Ce chiffre ne sort pas de nulle part. Le NHS britannique recommande déjà aux adultes de 19 à 64 ans de viser deux séances de renforcement musculaire par semaine pour préserver leur santé globale. La méta-analyse japonaise vient conforter cette ligne directrice plutôt que la bouleverser, ce qui est en soi une bonne nouvelle : on n’a pas besoin de réviser tout son programme, juste d’arrêter de culpabiliser sur les séances ratées.

Autre enseignement, presque plus intéressant que le premier : associer musculation et cardio démultiplie les effets. Lorsque les chercheurs ont analysé les effets combinés de l’exercice aérobie et de l’exercice de force, les bénéfices se sont révélés additifs, avec une baisse de 40%, 60% et 28% du risque de décès toutes causes, de maladie cardiovasculaire et de cancer respectivement. Un footing du dimanche plus deux séances de gainage-squats dans la semaine, et le cocktail devient nettement plus protecteur que chaque brique prise isolément.

Ce format court trouve un écho troublant dans une autre statistique. Moins de 20% des adultes plus âgés pratiquent du renforcement musculaire au moins deux fois par semaine, comme le recommandent les directives nationales, et même dans les programmes gratuits, la participation reste faible. Le principal frein cité par les personnes concernées n’est pas la motivation, mais le temps. Réduire la durée des séances n’est donc pas une simplification cosmétique : c’est potentiellement le levier qui fait basculer les statistiques de participation.

Ce que ça change concrètement sur le fond

Une autre analyse récente, distincte de l’étude japonaise mais qui va dans le même sens, s’est penchée spécifiquement sur la fréquence idéale pour progresser en force et en volume musculaire. Chez des individus non entraînés, un entraînement de résistance réalisé avec des charges modérées, plusieurs séries, à raison de seulement deux séances par semaine, s’est révélé capturer la majorité du bénéfice en force, produire une hypertrophie quasi maximale et offrir l’intégralité de l’amélioration de la mobilité observée avec des protocoles plus exigeants.

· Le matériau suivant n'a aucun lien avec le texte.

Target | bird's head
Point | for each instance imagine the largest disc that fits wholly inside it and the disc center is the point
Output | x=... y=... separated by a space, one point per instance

Le gain marginal d’une troisième ou quatrième séance existe, mais il est minime comparé au saut entre zéro et deux séances hebdomadaires.

Ce constat ne dit pas que s’entraîner plus souvent est inutile pour un athlète confirmé qui vise la performance pure. Il dit simplement que pour la très grande majorité des gens, le seuil de rentabilité arrive très vite. Deux passages de vingt minutes, ciblant les grands groupes musculaires (jambes, dos, poitrine, épaules), suffisent à cocher l’essentiel des cases santé.

Un bémol mérite d’être posé avant de tout miser sur ces chiffres. La qualité des preuves reste limitée : le niveau global des preuves soutenant l’association entre renforcement musculaire et mortalité toutes causes a été jugé « très faible » par les auteurs eux-mêmes, en grande partie parce que la majorité des études sont observationnelles et non des essais randomisés. Et surtout, l’échantillon global provient essentiellement de populations nord-américaines ou d’Europe de l’Ouest, ce qui limite la portée des conclusions pour d’autres origines ethniques. Un signal fort, donc, mais pas une certitude absolue. De quoi s’accorder deux créneaux courts dans la semaine, sans mauvaise conscience pour le reste.